Last Updated on September 30, 2019, by eNotes Editorial. Word Count: 356
Aram is the narrator of the short story. He is a nine-year-old Armenian boy and a member of the Garoghlanian family, who live in the San Joaquin Valley in California. The Garoghlanians are poor and cannot afford things like horses, and they are too honest to steal, which leads to Aram’s confusion as to why Mourad has the white horse in the first place. He has dreamed of riding a horse his entire life, and this desire leads him to justify Mourad’s actions and keep riding a horse that is not his own.
Mourad is Aram’s thirteen-year-old cousin. His family believes that he is “crazy” and that he has inherited the “crazy streak” from his uncle Khosrove. Nevertheless, Aram admires him for his way with animals and his ability to ride the horse. Mourad “borrows” the horse from John Byro by himself and keeps it hidden in a barn for over a month, but he eventually allows Aram to ride it, too, because he knows Aram longs to ride a horse someday.
Khosrove is Aram and Mourad’s “crazy” uncle. He is believed to be “the father of [Mourad’s] spirit,” though Mourad is not his direct descendent. He is a tall man who is always angry, impatient, and loud. Khosrove has a reputation for telling others to stop talking and ordering them to “pay no attention”; he said this even when his own house was burning.

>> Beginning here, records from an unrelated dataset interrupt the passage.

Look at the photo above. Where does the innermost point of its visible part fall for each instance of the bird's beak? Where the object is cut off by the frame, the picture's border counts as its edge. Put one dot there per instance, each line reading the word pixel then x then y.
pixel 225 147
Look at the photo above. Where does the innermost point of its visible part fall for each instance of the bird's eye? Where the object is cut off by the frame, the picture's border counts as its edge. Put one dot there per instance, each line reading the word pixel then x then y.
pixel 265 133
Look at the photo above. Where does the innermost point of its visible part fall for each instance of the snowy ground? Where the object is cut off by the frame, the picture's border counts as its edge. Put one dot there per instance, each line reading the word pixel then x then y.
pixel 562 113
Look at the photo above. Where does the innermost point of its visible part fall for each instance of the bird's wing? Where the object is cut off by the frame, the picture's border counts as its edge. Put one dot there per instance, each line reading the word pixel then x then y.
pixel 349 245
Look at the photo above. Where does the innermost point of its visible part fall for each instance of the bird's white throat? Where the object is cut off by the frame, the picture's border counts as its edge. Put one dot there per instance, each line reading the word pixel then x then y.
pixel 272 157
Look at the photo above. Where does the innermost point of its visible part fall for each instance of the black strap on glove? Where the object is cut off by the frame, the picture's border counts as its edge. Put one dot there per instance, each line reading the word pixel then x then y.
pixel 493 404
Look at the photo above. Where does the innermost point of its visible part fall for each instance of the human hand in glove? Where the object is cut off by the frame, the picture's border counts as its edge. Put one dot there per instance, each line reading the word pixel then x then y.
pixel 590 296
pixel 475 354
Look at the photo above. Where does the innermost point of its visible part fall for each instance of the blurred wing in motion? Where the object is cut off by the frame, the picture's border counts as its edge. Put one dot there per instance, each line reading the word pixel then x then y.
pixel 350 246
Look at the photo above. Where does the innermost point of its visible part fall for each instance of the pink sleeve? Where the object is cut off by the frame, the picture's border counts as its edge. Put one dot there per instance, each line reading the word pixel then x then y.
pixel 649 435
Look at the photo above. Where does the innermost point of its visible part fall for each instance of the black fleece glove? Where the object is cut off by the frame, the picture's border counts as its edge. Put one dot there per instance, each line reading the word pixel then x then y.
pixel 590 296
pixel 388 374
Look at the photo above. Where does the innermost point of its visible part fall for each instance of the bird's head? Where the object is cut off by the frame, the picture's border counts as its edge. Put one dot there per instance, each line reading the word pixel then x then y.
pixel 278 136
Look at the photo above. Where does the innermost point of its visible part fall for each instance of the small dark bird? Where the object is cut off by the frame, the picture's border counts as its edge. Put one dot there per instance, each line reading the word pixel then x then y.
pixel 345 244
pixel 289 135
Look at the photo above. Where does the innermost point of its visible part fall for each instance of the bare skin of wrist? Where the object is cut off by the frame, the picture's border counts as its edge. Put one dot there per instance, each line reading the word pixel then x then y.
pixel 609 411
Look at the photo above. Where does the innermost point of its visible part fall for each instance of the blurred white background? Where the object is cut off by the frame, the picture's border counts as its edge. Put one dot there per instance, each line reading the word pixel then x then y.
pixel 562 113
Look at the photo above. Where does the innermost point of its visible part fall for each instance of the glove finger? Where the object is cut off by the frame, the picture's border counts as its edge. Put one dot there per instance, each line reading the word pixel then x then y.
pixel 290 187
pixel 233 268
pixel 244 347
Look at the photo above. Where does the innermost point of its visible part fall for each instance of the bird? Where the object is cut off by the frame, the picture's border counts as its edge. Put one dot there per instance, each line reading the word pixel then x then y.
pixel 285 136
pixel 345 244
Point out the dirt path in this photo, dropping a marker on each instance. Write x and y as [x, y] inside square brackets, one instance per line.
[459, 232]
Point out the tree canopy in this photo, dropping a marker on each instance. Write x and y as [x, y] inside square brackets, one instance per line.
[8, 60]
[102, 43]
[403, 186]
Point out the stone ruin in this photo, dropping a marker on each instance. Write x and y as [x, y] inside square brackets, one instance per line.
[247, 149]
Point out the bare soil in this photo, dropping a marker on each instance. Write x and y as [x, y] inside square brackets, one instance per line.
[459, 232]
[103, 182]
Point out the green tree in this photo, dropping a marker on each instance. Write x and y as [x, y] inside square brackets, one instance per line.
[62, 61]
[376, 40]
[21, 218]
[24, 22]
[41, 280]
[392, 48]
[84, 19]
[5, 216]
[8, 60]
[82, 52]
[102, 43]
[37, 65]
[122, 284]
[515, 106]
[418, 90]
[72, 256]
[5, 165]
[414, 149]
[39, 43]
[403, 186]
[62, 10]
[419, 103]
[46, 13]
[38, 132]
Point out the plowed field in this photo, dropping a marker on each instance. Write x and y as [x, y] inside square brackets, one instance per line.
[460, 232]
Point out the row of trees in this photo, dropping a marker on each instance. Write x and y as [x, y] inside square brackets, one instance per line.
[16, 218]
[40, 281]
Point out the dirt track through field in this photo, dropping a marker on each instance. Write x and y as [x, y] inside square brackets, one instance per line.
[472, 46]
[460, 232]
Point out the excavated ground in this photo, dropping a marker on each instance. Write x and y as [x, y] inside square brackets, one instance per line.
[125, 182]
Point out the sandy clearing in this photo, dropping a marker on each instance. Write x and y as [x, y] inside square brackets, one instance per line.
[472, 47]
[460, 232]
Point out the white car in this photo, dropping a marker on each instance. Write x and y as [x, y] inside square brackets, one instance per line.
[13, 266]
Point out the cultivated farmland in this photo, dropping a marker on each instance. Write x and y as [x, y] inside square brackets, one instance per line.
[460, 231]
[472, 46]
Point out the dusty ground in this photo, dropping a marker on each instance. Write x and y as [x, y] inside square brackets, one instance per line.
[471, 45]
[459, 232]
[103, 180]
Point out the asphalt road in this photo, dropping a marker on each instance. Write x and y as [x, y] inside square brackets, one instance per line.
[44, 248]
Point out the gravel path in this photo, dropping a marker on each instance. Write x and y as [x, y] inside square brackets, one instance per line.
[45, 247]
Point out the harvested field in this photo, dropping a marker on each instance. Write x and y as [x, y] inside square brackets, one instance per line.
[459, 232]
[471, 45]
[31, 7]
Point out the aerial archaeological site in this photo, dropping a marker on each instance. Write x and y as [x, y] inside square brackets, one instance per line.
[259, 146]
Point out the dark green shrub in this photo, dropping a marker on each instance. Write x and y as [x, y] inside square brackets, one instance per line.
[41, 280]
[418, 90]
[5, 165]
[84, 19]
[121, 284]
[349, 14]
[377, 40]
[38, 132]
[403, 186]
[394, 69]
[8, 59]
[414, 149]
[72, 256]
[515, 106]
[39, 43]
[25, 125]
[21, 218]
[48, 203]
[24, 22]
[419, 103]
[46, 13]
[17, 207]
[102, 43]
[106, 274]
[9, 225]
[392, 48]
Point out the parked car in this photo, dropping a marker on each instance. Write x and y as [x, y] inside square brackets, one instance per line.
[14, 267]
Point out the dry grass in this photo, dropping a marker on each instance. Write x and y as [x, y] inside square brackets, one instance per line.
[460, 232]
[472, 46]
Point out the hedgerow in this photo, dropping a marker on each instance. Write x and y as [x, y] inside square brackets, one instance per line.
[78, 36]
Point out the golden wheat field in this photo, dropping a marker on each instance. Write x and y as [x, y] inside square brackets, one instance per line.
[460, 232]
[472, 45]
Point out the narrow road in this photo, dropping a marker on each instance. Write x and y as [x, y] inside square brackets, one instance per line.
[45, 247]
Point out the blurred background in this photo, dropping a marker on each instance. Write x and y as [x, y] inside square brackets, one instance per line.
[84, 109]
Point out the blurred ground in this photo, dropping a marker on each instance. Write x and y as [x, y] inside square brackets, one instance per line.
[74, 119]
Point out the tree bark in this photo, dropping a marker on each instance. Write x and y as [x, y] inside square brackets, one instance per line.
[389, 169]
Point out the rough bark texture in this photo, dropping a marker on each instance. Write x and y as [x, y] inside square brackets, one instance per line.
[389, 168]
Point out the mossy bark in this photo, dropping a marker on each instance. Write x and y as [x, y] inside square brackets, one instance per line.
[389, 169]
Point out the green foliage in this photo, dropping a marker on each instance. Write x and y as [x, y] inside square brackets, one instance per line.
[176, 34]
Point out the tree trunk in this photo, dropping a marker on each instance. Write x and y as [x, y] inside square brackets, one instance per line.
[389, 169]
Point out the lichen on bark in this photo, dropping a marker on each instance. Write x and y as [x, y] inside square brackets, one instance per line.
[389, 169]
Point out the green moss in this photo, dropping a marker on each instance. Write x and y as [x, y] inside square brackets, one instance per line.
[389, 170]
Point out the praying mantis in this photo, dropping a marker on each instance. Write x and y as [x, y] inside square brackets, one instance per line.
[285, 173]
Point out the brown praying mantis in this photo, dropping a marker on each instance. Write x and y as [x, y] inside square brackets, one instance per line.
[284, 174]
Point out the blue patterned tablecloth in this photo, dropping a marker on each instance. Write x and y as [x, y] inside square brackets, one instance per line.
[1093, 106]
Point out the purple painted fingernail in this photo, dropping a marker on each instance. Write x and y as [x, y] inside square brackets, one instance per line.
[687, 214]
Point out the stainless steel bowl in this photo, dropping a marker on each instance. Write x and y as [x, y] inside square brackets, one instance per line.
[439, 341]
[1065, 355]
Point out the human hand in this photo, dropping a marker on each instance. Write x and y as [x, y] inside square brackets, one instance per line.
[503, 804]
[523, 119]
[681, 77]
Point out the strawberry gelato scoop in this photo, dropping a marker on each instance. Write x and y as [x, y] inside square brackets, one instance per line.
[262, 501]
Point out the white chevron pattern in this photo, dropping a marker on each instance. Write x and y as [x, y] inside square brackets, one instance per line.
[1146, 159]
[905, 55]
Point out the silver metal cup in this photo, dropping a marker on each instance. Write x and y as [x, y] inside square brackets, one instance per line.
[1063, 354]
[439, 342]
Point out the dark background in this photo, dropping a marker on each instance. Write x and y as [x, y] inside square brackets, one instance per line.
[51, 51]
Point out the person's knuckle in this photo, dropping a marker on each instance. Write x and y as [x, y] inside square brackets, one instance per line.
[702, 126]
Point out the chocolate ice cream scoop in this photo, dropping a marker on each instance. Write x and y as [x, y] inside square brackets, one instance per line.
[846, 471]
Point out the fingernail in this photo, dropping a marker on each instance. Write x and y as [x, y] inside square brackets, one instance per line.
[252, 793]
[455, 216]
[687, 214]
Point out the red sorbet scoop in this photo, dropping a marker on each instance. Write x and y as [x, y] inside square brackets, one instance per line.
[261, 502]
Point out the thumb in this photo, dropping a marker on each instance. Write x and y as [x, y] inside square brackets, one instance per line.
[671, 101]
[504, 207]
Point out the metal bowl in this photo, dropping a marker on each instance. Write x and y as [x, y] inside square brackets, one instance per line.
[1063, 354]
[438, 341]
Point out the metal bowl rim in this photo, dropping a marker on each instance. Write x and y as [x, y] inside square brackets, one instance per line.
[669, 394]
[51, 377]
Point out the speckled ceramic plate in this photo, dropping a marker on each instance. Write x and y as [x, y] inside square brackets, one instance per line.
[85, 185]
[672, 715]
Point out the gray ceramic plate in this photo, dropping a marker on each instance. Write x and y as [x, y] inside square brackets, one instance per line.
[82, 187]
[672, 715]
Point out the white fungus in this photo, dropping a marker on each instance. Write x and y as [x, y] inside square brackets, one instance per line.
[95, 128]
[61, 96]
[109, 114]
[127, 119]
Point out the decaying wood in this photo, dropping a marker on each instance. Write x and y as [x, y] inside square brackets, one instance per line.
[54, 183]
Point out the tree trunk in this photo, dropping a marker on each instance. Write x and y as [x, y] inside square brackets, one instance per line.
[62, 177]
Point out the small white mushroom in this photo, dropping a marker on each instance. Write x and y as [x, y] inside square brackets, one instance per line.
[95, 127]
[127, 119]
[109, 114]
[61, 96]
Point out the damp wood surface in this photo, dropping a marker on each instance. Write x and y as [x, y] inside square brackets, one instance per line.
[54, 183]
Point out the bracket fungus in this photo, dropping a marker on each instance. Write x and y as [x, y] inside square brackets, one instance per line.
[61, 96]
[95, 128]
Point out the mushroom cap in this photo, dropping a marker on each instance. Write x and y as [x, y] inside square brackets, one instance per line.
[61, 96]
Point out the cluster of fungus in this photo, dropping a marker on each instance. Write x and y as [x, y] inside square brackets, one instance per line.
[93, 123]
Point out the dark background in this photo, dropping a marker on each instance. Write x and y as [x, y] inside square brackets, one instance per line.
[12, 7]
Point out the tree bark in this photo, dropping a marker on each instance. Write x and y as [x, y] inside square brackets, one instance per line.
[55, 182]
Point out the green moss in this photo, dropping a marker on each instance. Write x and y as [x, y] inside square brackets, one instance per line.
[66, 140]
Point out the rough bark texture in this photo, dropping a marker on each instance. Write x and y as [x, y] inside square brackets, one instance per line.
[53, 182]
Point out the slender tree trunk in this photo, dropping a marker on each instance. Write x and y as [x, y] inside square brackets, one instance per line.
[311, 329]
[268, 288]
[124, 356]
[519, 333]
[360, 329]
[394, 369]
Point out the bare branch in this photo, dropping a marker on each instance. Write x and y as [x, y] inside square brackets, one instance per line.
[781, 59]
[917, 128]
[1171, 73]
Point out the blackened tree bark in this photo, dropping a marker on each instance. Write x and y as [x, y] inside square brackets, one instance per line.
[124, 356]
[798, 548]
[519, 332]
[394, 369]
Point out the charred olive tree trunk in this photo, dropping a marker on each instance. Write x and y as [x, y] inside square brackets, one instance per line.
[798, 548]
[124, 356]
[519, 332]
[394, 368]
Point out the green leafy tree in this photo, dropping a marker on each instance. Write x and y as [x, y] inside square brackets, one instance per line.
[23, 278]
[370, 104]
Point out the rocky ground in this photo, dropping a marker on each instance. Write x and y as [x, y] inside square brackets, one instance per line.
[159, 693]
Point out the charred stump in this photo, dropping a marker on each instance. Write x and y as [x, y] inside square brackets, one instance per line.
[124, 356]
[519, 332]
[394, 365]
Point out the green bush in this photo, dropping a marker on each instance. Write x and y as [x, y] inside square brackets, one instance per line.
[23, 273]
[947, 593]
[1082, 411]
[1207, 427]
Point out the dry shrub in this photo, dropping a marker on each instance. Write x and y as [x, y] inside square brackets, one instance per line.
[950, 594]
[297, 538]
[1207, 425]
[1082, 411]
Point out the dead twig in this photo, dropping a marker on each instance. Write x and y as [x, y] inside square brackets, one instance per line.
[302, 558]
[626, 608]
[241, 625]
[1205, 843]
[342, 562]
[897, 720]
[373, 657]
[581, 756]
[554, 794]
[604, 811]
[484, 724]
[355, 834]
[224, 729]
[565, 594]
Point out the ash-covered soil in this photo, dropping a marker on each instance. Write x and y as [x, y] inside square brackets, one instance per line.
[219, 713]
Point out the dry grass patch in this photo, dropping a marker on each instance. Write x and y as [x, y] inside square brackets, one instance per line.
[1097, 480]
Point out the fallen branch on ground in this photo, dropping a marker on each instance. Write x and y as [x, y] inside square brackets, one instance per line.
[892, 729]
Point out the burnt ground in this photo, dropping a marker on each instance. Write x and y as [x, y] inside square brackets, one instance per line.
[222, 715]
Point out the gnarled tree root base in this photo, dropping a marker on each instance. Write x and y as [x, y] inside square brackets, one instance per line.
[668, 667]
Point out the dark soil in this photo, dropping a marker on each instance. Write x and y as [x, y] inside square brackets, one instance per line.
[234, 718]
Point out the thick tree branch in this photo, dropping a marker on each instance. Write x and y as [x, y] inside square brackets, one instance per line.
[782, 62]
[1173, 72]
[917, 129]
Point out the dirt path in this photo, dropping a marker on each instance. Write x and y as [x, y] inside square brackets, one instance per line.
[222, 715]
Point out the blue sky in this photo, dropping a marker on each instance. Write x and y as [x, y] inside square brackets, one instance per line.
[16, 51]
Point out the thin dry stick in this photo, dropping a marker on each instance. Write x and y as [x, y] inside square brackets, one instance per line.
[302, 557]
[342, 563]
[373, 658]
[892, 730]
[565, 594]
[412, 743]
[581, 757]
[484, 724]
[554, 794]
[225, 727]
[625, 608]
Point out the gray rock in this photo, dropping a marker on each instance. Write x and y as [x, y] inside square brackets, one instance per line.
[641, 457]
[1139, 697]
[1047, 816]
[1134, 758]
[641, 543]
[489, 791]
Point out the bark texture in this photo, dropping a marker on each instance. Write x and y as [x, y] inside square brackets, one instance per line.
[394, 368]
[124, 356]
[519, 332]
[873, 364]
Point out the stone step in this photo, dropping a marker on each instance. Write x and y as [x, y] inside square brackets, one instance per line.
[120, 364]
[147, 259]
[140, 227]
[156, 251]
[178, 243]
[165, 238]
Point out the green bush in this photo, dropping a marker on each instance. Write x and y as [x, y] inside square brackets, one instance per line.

John Byro is an Assyrian farmer and a friend of the Garoghlanian family. Aram discovers that Byro is the owner of the white horse when he comes to their house and tells Aram’s mother that his horse had been stolen. Byro relied on the horse for transportation; without it, he had to walk ten miles with a sore leg to get to Aram’s house. In the end, he chooses to believe his “heart” over his “eyes” and not accuse Aram and Mourad of stealing, though he notices their horse’s striking resemblance to his stolen one. His faith in the boys prompts them to return the horse to him.